Molecular design encompasses tasks ranging from de-novo design to structural alteration of given molecules or fragments. For the latter, state-of-the-art methods predominantly function as "Instance Optimizers'', expending significant compute restarting the search for every input structure. While model-based approaches theoretically offer amortized efficiency by learning a policy transferable to unseen structures, existing methods struggle to generalize. We identify a key failure mode: the high variance arising from the heterogeneous difficulty of distinct starting structures. To address this, we introduce GRXForm, adapting a pre-trained Graph Transformer model that optimizes molecules via sequential atom-and-bond additions. We employ Group Relative Policy Optimization (GRPO) for goal-directed fine-tuning to mitigate variance by normalizing rewards relative to the starting structure. Empirically, GRXForm generalizes to out-of-distribution molecular scaffolds without inference-time oracle calls or refinement, achieving scores in multi-objective optimization competitive with leading instance optimizers.
Paper Structure (50 sections, 8 equations, 5 figures, 9 tables, 1 algorithm)
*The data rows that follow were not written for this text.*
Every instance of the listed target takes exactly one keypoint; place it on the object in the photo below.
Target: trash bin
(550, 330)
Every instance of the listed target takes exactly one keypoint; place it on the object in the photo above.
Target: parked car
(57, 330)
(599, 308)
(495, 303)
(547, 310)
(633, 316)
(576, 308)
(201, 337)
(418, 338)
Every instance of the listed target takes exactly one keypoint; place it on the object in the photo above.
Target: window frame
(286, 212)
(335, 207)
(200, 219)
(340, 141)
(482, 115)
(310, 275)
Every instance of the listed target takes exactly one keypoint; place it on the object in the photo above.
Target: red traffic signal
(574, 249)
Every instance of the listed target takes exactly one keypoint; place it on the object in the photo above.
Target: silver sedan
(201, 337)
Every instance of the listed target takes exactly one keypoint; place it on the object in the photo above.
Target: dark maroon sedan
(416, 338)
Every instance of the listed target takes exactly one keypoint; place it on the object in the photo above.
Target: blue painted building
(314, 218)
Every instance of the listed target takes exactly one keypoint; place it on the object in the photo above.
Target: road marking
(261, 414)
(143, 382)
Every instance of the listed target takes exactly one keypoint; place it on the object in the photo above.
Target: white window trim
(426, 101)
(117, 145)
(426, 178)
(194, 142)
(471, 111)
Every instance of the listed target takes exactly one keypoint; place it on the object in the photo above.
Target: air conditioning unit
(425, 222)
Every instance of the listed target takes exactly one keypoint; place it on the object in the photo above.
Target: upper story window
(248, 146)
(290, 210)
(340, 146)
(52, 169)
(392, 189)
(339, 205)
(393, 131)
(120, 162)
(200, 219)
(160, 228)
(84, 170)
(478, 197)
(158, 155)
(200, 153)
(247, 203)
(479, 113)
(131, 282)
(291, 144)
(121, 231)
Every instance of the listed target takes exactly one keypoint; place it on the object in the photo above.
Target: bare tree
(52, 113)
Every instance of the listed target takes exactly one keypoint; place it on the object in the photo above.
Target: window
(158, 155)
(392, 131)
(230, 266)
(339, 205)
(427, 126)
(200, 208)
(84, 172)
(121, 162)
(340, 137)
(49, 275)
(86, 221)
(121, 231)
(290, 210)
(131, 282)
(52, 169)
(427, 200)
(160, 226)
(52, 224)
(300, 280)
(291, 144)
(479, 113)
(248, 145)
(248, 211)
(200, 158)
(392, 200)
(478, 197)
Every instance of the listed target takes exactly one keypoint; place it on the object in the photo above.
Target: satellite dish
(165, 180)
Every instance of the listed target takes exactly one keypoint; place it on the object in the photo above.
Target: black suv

This paper contains 50 sections, 8 equations, 5 figures, 9 tables, 1 algorithm.

Figures (5)

  • Figure 1: Comparison of optimization paradigms. (A) Instance Optimization: Requires an expensive iterative search with thousands of oracle calls for every new input structure $S_i$, resulting in high cost that scales linearly with library size. (B) Amortized Optimization: Front-loads computation into offline training. The learned policy $\pi_\theta$ generates optimized molecules for new, unseen inputs $S_i$ in a single forward pass without inference-time oracle calls, enabling scalable, high-throughput design.
  • Figure 2: Overview of the GRXForm policy architecture and training mechanism.
  • Figure 3: Comparison of advantage estimation strategies. (A) Global Baseline (REINFORCE) fails to account for heterogeneous scaffold difficulty, leading to biased gradients. (B) Group-Relative Baseline (GRPO) uses instance-specific group means ($\mu_A, \mu_B$) to normalize rewards, stabilizing the learning signal across both easy and hard tasks.
  • Figure 4: Advantage Signal Stability. Comparison of mean advantage during training. The global baseline (REINFORCE, pink) exhibits high-magnitude variance due to heterogeneous scaffold difficulty, destabilizing the gradient. In contrast, GRPO (green) mitigates this via instance-specific normalization, yielding a stable learning signal.
  • Figure 5: Structural Generalization Split. t-SNE visualization of the chemical space (Morgan Fingerprints) for Training, Validation, and Test scaffolds. The cluster-based splitting strategy ensures that Test scaffolds (purple) occupy distinct regions of chemical space compared to the Training set (blue) and Validation set (orange), enforcing a test of out-of-distribution generalization.